ABSTRACT

The value of green space for both growing and shrinking cities has become undeniable during the last decades. In growing cities, the preservation of green space against urban sprawl and densification is a crucial issue, while shrinking cities are making attempts to re-use derelict urban and industrial land as new green spaces to improve their liveability. It has been clear for some time that green space has a beneficial effect on the health and life of citizens, on social diversity and social interaction and on the image and attractiveness of cities. Another reason to create and preserve green space in and at the edges of cities is the new wave of (sub)urban expansion that is taking place.

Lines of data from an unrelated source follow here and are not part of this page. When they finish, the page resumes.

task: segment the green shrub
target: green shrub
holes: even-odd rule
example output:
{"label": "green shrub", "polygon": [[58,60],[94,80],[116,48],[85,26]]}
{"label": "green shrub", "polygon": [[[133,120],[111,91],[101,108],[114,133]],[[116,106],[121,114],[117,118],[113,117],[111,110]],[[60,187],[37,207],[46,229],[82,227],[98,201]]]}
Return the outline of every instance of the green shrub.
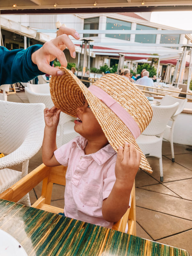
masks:
{"label": "green shrub", "polygon": [[75,63],[68,62],[67,63],[67,68],[68,68],[68,69],[71,70],[71,68],[72,68],[72,67],[74,67],[74,68],[75,68],[76,69],[76,64]]}
{"label": "green shrub", "polygon": [[142,65],[138,65],[137,69],[137,74],[140,74],[143,69],[146,69],[149,72],[149,77],[152,77],[156,76],[157,70],[154,67],[151,67],[148,63],[144,63]]}
{"label": "green shrub", "polygon": [[92,73],[99,73],[100,72],[100,69],[94,67],[90,68],[90,71]]}
{"label": "green shrub", "polygon": [[109,71],[111,73],[116,73],[117,70],[117,67],[118,67],[118,64],[116,63],[115,65],[112,66],[110,68]]}
{"label": "green shrub", "polygon": [[60,67],[61,63],[58,60],[57,61],[56,60],[54,60],[53,61],[53,65],[54,67]]}

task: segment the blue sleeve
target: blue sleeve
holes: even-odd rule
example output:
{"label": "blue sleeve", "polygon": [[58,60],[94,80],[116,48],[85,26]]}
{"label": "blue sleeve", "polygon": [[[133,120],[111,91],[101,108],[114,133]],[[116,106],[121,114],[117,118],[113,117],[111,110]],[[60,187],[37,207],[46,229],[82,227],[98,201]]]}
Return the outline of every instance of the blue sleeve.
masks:
{"label": "blue sleeve", "polygon": [[[28,82],[44,73],[31,60],[31,54],[43,46],[35,44],[26,50],[9,51],[0,46],[0,84]],[[53,62],[50,63],[52,66]]]}

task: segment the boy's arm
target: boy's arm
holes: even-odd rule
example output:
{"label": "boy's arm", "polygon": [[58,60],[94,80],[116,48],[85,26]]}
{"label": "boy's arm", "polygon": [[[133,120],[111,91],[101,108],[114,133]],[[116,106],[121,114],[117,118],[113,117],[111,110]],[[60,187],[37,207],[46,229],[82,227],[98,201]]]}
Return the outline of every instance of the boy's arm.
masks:
{"label": "boy's arm", "polygon": [[45,126],[42,146],[42,159],[44,164],[47,166],[60,165],[54,153],[57,149],[56,134],[60,112],[60,110],[54,106],[50,109],[46,108],[44,110]]}
{"label": "boy's arm", "polygon": [[119,149],[115,166],[116,181],[109,196],[103,200],[102,214],[109,222],[119,220],[128,207],[130,195],[140,160],[134,145],[125,144]]}

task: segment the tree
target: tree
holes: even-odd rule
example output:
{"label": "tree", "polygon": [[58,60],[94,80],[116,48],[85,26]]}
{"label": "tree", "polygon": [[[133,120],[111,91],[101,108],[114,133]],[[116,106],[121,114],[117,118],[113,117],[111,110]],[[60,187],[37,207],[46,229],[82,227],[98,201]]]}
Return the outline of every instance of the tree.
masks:
{"label": "tree", "polygon": [[149,72],[149,77],[152,77],[156,76],[157,70],[154,67],[151,67],[148,63],[144,63],[142,65],[138,65],[137,69],[137,74],[140,74],[143,69],[146,69]]}

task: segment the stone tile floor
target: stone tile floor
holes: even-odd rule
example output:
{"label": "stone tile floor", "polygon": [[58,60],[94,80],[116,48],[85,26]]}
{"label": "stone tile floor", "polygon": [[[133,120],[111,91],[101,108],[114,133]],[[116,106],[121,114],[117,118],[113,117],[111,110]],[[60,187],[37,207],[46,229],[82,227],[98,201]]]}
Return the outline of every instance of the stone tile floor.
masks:
{"label": "stone tile floor", "polygon": [[[9,95],[8,100],[28,102],[24,92]],[[137,236],[185,249],[192,255],[192,147],[175,144],[175,162],[169,143],[162,147],[163,182],[158,160],[148,157],[154,172],[139,171],[135,179]],[[41,151],[29,161],[29,172],[42,163]],[[19,169],[20,166],[17,166]],[[41,185],[30,193],[32,204],[40,196]],[[65,187],[54,184],[51,204],[63,207]]]}

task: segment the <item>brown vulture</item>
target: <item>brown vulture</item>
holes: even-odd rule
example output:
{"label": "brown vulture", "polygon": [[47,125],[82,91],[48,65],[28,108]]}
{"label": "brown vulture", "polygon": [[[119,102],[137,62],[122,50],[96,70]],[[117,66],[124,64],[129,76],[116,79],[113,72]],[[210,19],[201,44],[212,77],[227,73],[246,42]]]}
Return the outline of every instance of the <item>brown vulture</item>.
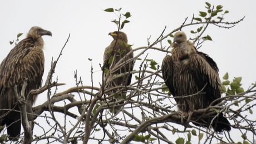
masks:
{"label": "brown vulture", "polygon": [[[213,101],[220,98],[219,69],[211,58],[198,51],[194,43],[187,41],[186,34],[182,31],[174,34],[171,47],[171,56],[166,56],[163,61],[163,76],[179,109],[183,112],[181,121],[184,115],[188,116],[189,121],[194,112],[208,107]],[[193,96],[175,98],[195,94],[202,90],[201,92]],[[212,105],[219,102],[217,101]],[[193,123],[209,127],[213,117],[201,117],[197,123]],[[211,126],[216,132],[231,129],[229,121],[222,113],[219,113],[218,120],[214,120]]]}
{"label": "brown vulture", "polygon": [[[42,36],[52,36],[52,33],[39,27],[32,27],[27,37],[19,42],[11,50],[0,65],[0,126],[6,124],[9,138],[18,137],[21,132],[21,115],[16,105],[16,98],[14,87],[17,86],[21,91],[24,80],[27,78],[25,97],[32,90],[36,90],[42,85],[45,65],[43,41]],[[32,97],[32,105],[35,103],[37,96]],[[3,130],[1,130],[1,132]]]}
{"label": "brown vulture", "polygon": [[[109,33],[109,35],[113,37],[114,40],[112,41],[110,45],[105,49],[104,62],[105,67],[110,70],[115,68],[116,63],[120,60],[122,59],[122,61],[120,62],[122,63],[124,62],[126,62],[130,58],[133,58],[134,54],[133,53],[131,53],[129,54],[129,55],[127,54],[129,52],[132,51],[132,49],[131,47],[126,48],[126,46],[127,44],[128,41],[126,34],[124,32],[115,31]],[[124,42],[125,44],[122,45],[122,42]],[[109,60],[110,58],[111,58],[111,59],[112,58],[114,58],[112,59],[113,60]],[[133,61],[131,61],[128,63],[124,64],[120,69],[112,73],[112,75],[109,77],[108,81],[107,81],[106,88],[111,88],[120,85],[130,85],[132,77],[132,74],[131,73],[125,75],[124,76],[114,80],[112,80],[112,78],[115,75],[132,71],[133,69]],[[110,80],[109,81],[109,80]],[[111,93],[115,93],[117,91],[117,90],[115,90],[112,91]]]}

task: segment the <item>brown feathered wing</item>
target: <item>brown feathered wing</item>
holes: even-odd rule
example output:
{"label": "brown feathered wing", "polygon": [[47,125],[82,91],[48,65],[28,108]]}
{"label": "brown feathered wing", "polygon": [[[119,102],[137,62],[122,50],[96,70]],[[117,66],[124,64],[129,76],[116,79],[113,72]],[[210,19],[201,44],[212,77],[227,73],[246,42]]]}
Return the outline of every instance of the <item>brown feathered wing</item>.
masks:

After successful urban renewal projects in the historic centres and nineteenth-century urban districts, the time has come to rediscover and reappraise the twentieth-century outer urban belt, and to connect the city centres with their suburbs to create valuable living environments for the future.1 Cities are getting increasingly dense and expensive, which is why the twentieth-century suburban districts will absorb a large share of any population growth. In Belgium, and more specifically Antwerp, this trend is very obvious, since recent research shows that Antwerp (which today has around 500,000 inhabitants) will have an extra 100,000 citizens by 2030, who will mostly be living in the twentieth-century suburban belt.2 In this context, transport, housing, but not least the importance of urban green space have recently been the topic of a fierce debate.